On est loin des déclarations incendiaires du député de Québec Solidaire qui affirme vouloir en finir avec le sionisme.
Tout pro-palestinien qu’il était, Bourgault n’avait aucune tolérance pour la délégitimation d’Israël. En 1982, il dénonça sans détour dans The Gazette un vote parrainé par la République islamique d’Iran pour exclure Israël de l’ONU. “Israël a été créé par une résolution des Nations Unies”, écrivait-il, “personne ne devrait accepter qu’il soit banni par une résolution de ces mêmes Nations Unies”. Chasser Israël de l’ONU prouverait “qu’Israël est devenu le bouc-émissaire pour tous les maux du monde”, notait Bourgault avant de poursuivre:
Comment l’Iran peut-il être aussi hypocrite? Comment une dictature fasciste comme l’Iran, avec son code de conduite barbare, avec ses tortures et exécutions, avec ses croisades religieuses, avec sa guerre contre le monde entier et le Grand Satan, ose-t-il accuser qui que ce soit de quoi que ce soit? Et au nom de dieu. Quelle couardise. Quelle impudence. Quelle malice. (“What hipocrisy to oust Israel“, The Gazette, 30 octobre 1982)

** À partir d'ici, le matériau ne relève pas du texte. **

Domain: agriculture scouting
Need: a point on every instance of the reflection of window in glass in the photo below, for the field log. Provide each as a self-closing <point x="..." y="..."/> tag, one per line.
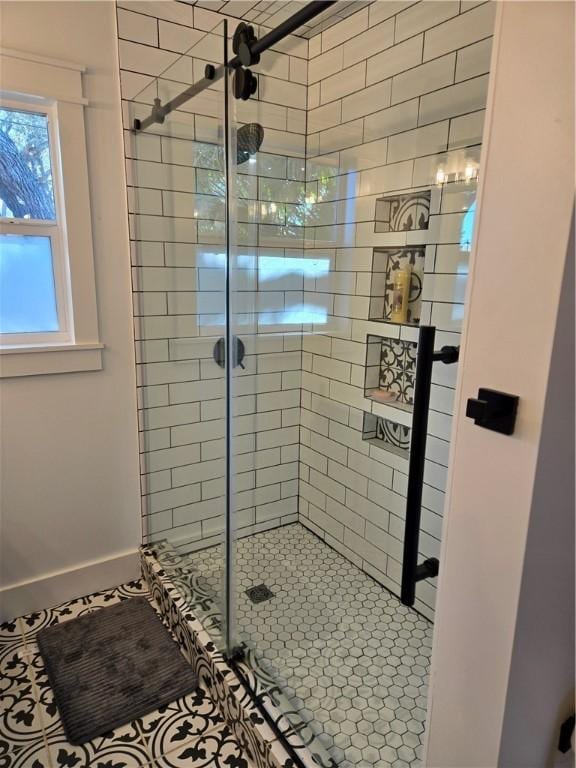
<point x="33" y="268"/>
<point x="467" y="228"/>
<point x="25" y="168"/>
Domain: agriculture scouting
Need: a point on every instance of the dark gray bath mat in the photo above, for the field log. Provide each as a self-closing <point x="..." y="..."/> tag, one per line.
<point x="112" y="666"/>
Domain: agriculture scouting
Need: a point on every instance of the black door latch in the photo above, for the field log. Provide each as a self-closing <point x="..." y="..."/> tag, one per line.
<point x="238" y="352"/>
<point x="493" y="410"/>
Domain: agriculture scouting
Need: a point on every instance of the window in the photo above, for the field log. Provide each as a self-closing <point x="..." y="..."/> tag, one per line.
<point x="34" y="294"/>
<point x="48" y="312"/>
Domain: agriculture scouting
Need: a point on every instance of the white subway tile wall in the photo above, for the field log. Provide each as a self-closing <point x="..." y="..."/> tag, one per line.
<point x="390" y="99"/>
<point x="396" y="103"/>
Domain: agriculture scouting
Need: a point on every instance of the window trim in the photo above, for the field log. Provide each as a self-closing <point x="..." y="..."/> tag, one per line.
<point x="55" y="88"/>
<point x="54" y="229"/>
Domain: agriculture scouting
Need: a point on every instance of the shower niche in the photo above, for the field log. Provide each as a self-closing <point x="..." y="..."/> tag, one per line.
<point x="386" y="434"/>
<point x="402" y="214"/>
<point x="390" y="369"/>
<point x="385" y="262"/>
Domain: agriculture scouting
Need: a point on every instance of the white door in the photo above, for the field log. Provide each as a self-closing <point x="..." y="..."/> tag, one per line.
<point x="502" y="669"/>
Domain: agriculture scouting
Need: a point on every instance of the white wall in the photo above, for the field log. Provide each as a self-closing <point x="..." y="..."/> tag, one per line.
<point x="69" y="490"/>
<point x="494" y="659"/>
<point x="541" y="685"/>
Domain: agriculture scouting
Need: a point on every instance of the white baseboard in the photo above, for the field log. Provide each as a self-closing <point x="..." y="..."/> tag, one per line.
<point x="54" y="588"/>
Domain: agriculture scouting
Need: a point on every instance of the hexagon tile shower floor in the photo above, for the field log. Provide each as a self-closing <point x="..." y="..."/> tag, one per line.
<point x="350" y="658"/>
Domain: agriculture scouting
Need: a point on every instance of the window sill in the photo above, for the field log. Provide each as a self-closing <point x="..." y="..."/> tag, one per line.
<point x="59" y="358"/>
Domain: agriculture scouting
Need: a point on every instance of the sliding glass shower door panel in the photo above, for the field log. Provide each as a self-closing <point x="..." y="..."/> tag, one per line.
<point x="177" y="190"/>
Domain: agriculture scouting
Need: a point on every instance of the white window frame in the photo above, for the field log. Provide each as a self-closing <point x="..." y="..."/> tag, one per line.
<point x="55" y="230"/>
<point x="55" y="88"/>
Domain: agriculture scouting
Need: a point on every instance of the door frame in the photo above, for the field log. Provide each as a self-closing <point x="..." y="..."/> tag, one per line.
<point x="513" y="297"/>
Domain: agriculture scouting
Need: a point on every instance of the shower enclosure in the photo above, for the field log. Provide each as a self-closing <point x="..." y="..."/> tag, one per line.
<point x="295" y="430"/>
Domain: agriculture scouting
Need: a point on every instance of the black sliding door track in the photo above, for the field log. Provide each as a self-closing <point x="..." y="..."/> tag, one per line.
<point x="212" y="74"/>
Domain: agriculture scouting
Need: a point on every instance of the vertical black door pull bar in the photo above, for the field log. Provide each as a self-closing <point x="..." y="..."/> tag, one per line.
<point x="426" y="356"/>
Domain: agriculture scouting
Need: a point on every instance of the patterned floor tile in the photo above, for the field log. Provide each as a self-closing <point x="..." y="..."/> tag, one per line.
<point x="217" y="749"/>
<point x="31" y="732"/>
<point x="189" y="718"/>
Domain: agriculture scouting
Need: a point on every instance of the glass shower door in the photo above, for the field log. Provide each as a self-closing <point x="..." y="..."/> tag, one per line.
<point x="177" y="195"/>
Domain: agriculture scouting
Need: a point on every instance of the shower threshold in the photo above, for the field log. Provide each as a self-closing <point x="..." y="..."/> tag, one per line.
<point x="336" y="661"/>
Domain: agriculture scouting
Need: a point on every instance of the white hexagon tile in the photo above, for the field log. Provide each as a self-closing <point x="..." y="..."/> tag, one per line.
<point x="334" y="651"/>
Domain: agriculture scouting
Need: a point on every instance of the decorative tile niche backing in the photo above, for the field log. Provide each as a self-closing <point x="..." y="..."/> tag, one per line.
<point x="400" y="213"/>
<point x="385" y="262"/>
<point x="390" y="368"/>
<point x="386" y="434"/>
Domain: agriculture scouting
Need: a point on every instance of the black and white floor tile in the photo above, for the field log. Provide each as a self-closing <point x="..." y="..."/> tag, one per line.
<point x="338" y="659"/>
<point x="187" y="732"/>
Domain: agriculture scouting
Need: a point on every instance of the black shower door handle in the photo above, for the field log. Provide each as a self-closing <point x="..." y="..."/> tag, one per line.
<point x="426" y="356"/>
<point x="238" y="352"/>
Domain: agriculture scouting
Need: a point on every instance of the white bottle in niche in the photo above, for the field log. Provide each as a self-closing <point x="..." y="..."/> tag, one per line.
<point x="400" y="295"/>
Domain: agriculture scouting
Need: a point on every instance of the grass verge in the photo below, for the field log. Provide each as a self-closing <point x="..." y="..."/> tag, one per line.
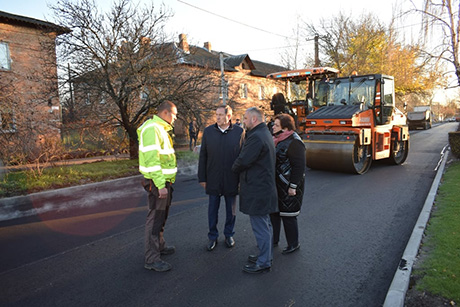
<point x="28" y="181"/>
<point x="439" y="270"/>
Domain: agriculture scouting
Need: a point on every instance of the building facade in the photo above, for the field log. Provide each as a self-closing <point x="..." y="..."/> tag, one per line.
<point x="29" y="99"/>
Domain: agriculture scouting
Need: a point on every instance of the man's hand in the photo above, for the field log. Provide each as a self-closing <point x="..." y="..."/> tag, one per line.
<point x="163" y="193"/>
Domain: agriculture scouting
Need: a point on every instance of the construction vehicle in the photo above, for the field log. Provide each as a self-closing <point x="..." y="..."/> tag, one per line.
<point x="299" y="88"/>
<point x="420" y="118"/>
<point x="353" y="121"/>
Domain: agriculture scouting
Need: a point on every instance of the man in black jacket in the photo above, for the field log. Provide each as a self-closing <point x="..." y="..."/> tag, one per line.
<point x="220" y="146"/>
<point x="258" y="197"/>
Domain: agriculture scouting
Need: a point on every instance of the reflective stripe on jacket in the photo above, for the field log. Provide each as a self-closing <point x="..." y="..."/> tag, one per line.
<point x="157" y="160"/>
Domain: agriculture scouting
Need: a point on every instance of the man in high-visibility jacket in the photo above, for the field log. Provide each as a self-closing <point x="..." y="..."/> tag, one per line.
<point x="157" y="162"/>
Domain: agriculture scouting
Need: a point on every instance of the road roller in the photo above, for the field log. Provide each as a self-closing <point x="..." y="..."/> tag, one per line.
<point x="353" y="122"/>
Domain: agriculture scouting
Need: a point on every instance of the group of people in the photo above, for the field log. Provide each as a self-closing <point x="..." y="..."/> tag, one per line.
<point x="266" y="170"/>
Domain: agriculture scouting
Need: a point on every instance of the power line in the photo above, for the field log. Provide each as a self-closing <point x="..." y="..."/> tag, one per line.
<point x="235" y="21"/>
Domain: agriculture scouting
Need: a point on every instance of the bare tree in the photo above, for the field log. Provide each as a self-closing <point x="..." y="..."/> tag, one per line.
<point x="442" y="17"/>
<point x="365" y="45"/>
<point x="122" y="66"/>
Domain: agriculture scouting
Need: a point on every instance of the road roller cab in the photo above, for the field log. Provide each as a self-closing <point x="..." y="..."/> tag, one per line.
<point x="355" y="122"/>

Son voyage en Israël en 1984 avait convaincu Bourgault de la vigoureuse culture démocratique d’Israël et de la pérennité souhaitable du pays:
Les Israéliens sont fous. Ils vivent dans une démocratie dans une région où il n’en existe aucune autre. Ils vivent au milieu d’innombrables et très sérieux problèmes, ils en discutent jour et nuit, mais conservent malgré tout leur sourire (…). Les Israéliens sont injustes, en fait, avec eux-mêmes. Ils critiquent tout ce qu’ils voient: villes, gens, plages, restaurants, Juifs, Arabes, l’affreuse Université de Haïfa, la diaspora, les colonies. Mais très souvent, je les ai trouvés trop durs avec eux-mêmes, voire injustes. J’étais heureux de leur rappeler de temps à autre qu’ils ont meilleure mine qu’ils ne le pensent” (…) Ils savent aussi, comme moi, qu’Israël ne sera pas déplacé. Il est là pour y demeurer. Non, ils ne savent pas comment, mais ils réussiront. (“Wonderful to be a non-Jew in Israel“, The Gazette, 30 octobre 1982 / Voir aussi version intégrale française traduite par Victor Téboul dans la revue Jonathan)

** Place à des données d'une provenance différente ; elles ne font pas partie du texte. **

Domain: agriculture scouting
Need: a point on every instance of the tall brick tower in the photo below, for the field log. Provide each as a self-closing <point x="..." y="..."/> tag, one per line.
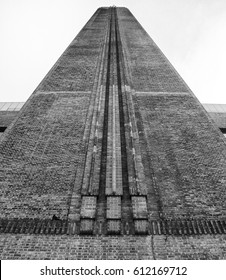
<point x="113" y="157"/>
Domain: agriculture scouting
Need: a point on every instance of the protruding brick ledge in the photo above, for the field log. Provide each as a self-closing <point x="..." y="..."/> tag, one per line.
<point x="154" y="227"/>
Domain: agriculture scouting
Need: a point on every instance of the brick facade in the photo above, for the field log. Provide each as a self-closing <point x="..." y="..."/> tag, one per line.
<point x="113" y="157"/>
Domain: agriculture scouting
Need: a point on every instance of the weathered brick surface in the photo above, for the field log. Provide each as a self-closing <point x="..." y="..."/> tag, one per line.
<point x="40" y="153"/>
<point x="114" y="247"/>
<point x="114" y="144"/>
<point x="187" y="154"/>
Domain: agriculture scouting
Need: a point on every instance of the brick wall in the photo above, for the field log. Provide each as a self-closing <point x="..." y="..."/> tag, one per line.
<point x="110" y="248"/>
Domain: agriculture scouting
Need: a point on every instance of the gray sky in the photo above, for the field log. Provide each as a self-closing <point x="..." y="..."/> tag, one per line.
<point x="191" y="33"/>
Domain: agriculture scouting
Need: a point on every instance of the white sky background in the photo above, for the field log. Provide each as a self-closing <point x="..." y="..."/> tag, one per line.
<point x="191" y="33"/>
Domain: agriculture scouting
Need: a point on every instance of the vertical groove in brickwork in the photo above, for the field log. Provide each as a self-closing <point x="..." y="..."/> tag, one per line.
<point x="101" y="201"/>
<point x="87" y="175"/>
<point x="126" y="201"/>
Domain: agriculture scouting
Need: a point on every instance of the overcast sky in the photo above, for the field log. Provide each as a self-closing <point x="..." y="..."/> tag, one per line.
<point x="191" y="33"/>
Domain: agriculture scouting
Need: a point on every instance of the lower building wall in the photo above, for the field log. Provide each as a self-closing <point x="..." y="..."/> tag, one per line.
<point x="20" y="246"/>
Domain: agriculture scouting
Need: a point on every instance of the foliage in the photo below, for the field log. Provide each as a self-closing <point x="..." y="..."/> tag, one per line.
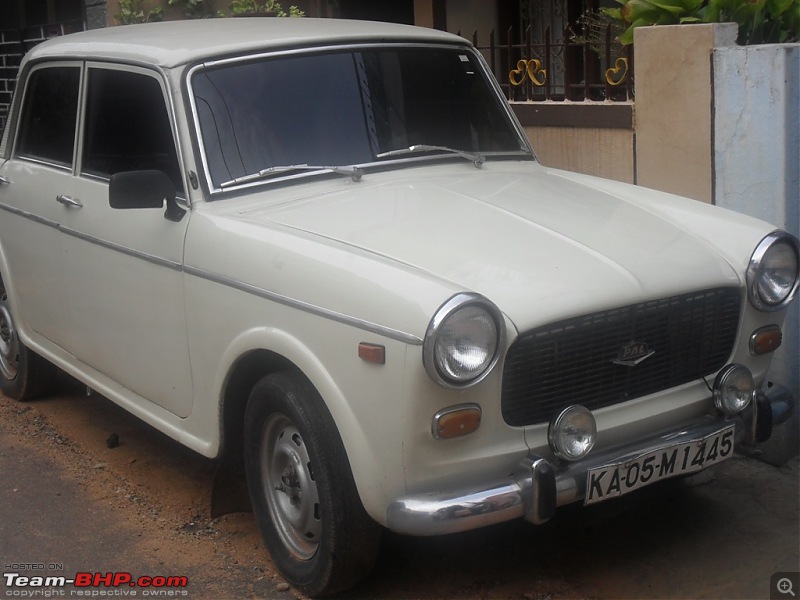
<point x="134" y="11"/>
<point x="240" y="7"/>
<point x="759" y="21"/>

Si les positions de Bourgault sur le conflit israélo-arabe peuvent paraître paradoxales en 2011, c’est que la campagne de délégitimation d’Israël a gravement dénaturé le vocabulaire pour appréhender ce conflit et les prises de position qu’il conditionne. Bourgault n’a jamais confondu, comme il est devenu si courant dans les médias aujourd’hui, le légitime exercice de la critique de politiques israéliennes avec l’antisionisme, c’est-à-dire, l’opposition au droit du peuple juif à un État sur sa terre d’origine.
Contrairement aux justiciers de pacotille qui boycottent l’ “apartheid israélien” rue Saint-Denis, Bourgault comprenait aussi que le sionisme n’était pas un colonialisme, mais l’aspiration légitime du peuple juif à l’autodétermination. C’est sûrement aussi pour cela que contrairement aux prétendus champions contemporains de la cause palestinienne, Bourgault n’a jamais cessé de soutenir la solution des deux États pour deux peuples. “L’établissement d’un État palestinien indépendant est aussi inévitable”, écrivait-il, “que l’établissement d’un Israël indépendant dans les années 1940“.
Bourgault était-il donc pro-palestinien et sioniste ? Oui, dans le plus stricte sens des deux termes.